How to output duplicates and retain one copy in the data table?

I have a SourceDT, I want to capture the duplicate rows and store it on DT2 and retain one row of the duplicate in SourceDT.

INPUT →

SourceDT:
Unique Identifier | Name
123A | Zeus
789C | Poseidon
123A | Zeus
123A | Zeus
456B | Athena
789C | Poseidon

OUTPUT →

DT2:
Unique Identifier | Name
123A | Zeus
123A | Zeus
789C | Poseidon

New SourceDT:
Unique Identifier | Name
123A | Zeus
789C | Poseidon
456B | Athena

How can I implement this in LINQ or using UiPath activities?

Hi @anthonyjr

Try out this for your NewSouceDT

NewSourceDT= SourceDT.AsEnumerable.GroupBy(Function(row) row(“ColumnName”)).Select(Function(row) row.First).CopyToDataTable

for duplicates
If you want to find the array of duplicate values from a particular column of a table then
In a assign activity

List_variable = yourdatatablename.AsEnumerable().Select(Function (a) a.Field(of string)(“yourcolumnname”).ToString).ToArray().GroupBy(Function(x) x).Where(Function(y) y.Count() > 1).ToList()

1 Like

@anthonyjr

Welcome to our UiPath community.

Try below Linq query to get the required output.
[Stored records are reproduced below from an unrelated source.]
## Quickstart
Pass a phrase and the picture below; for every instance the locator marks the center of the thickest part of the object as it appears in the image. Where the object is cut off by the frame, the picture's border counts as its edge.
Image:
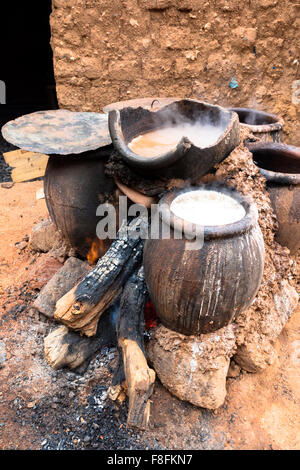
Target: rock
(257, 350)
(45, 236)
(3, 356)
(43, 270)
(193, 368)
(64, 279)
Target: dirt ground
(44, 409)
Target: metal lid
(58, 131)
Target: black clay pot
(280, 165)
(185, 160)
(152, 103)
(199, 291)
(265, 126)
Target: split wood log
(130, 332)
(64, 348)
(81, 307)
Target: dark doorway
(26, 65)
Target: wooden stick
(130, 331)
(81, 307)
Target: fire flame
(96, 250)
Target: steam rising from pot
(171, 127)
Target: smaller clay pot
(265, 126)
(280, 165)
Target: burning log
(81, 307)
(64, 348)
(132, 363)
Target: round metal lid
(58, 131)
(153, 103)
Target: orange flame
(96, 250)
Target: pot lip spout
(178, 152)
(210, 232)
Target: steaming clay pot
(265, 126)
(200, 291)
(280, 165)
(185, 160)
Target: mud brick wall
(111, 50)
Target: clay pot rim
(262, 128)
(211, 232)
(166, 159)
(277, 176)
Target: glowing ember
(96, 250)
(151, 316)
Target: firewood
(27, 165)
(130, 331)
(81, 307)
(64, 348)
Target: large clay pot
(280, 165)
(200, 291)
(152, 103)
(185, 160)
(75, 185)
(265, 126)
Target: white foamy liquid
(162, 140)
(207, 208)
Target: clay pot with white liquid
(200, 290)
(265, 126)
(195, 137)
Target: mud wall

dtOutput = ( From row in sourceDT Group row by a = row("Unique Identifier").ToString.Trim, b = row("Name").ToString.Trim into grp = Group Where grp.Count > 1 Select grp.First).CopyToDataTable

1 Like

What data type should I browse for List_variable?

Hi @anthonyjr ,

Is this the expected output?

image

If so, then here is a workflow I’ve developed for you →
SplitDuplicates.xaml (8.3 KB)

Along with the codes used for each operation →
Duplicates:

dt_sampleData.AsEnumerable().
	GroupBy(Function(g) String.Join("",g.ItemArray.Select(Function(s) s.ToString))).
	Where(Function(w) w.Count()>1).
	SelectMany(Function(sm) sm.Skip(1)).CopyToDataTable()

Unique:

dt_sampleData.AsEnumerable().Distinct(DataRowComparer.Default).CopyToDataTable()
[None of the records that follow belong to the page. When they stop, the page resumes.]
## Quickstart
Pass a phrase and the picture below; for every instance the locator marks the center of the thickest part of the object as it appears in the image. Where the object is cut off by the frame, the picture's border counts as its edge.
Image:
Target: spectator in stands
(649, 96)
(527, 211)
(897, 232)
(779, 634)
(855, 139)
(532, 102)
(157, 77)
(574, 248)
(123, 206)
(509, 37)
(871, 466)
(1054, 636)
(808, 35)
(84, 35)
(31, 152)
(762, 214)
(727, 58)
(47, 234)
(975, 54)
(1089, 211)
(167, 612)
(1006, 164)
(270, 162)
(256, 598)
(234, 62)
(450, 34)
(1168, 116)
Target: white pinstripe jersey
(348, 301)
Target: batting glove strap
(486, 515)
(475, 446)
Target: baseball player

This is performed assuming you want to compare the entire row.
If its different, I can create another sequence for you.

Kind Regards,
Ashwin A.K

1 Like

Sorry I have mistake on my post. I tried your codes for duplicates with the data table below but it only output 1 copy of the duplicate. Hoping you can still help me with this.

SourceDT:
Unique Identifier | Name
123A | ZeusA
789C | PoseidonA
123A | ZeusB
123A | ZeusC
456B | AthenaA
789C | PoseidonB

Expected DT2:
Unique Identifier | Name
123A | ZeusB
123A | ZeusC
789C | PoseidonB

Hi @anthonyjr ,

I’m not sure if I’ve understood your query correctly.
Lets assume that there are three duplicate rows, you want the last two rows to be transferred to the second datatable correct?

Also, when we say “duplicate”, are you referring to duplicates in the first column, or the entire row has to treated as a single unit during comparison?

Kind Regards,
Ashwin A.K

Yes, I want the last two rows to be transferred to the second datatable.

Also yes, I’m referring to duplicates in “Unique Identifier” Column.

Best Regards,
Anthony Jr.

did u get a chance to try my above linq

@anthonyjr

Hi @anthonyjr ,

Alright then, could you confirm if this is the expected output for the Unique(last table)?

image

Duplicates->

dt_sampleData.AsEnumerable().
	GroupBy(Function(g) g("Unique Identifier").ToString).
	Where(Function(w) w.Count()>1).
	SelectMany(Function(sm) sm.Skip(1)).CopyToDataTable()

Unique->

dt_sampleData.AsEnumerable().GroupBy(Function(g) g("Unique Identifier").ToString).Select(Function(s) s.First()).CopyToDataTable()

SplitDuplicates_v1.xaml (8.3 KB)

Kind Regards,
Ashwin A.K

I did but I get an error.

Maybe because I’m using the wrong data type for the “List_variable”. I used List data type, what should be the correct one?

Thank you so much sir @ashwin.ashok ! You have a clean and easy to understand code.
Your solution is detailed too. Thanks again!

1 Like

FindDuplicates.xaml (8.4 KB)

Sorry for late reply here u go a small sample @anthonyjr

Thanks
Nikhil

This topic was automatically closed 3 days after the last reply. New replies are no longer allowed.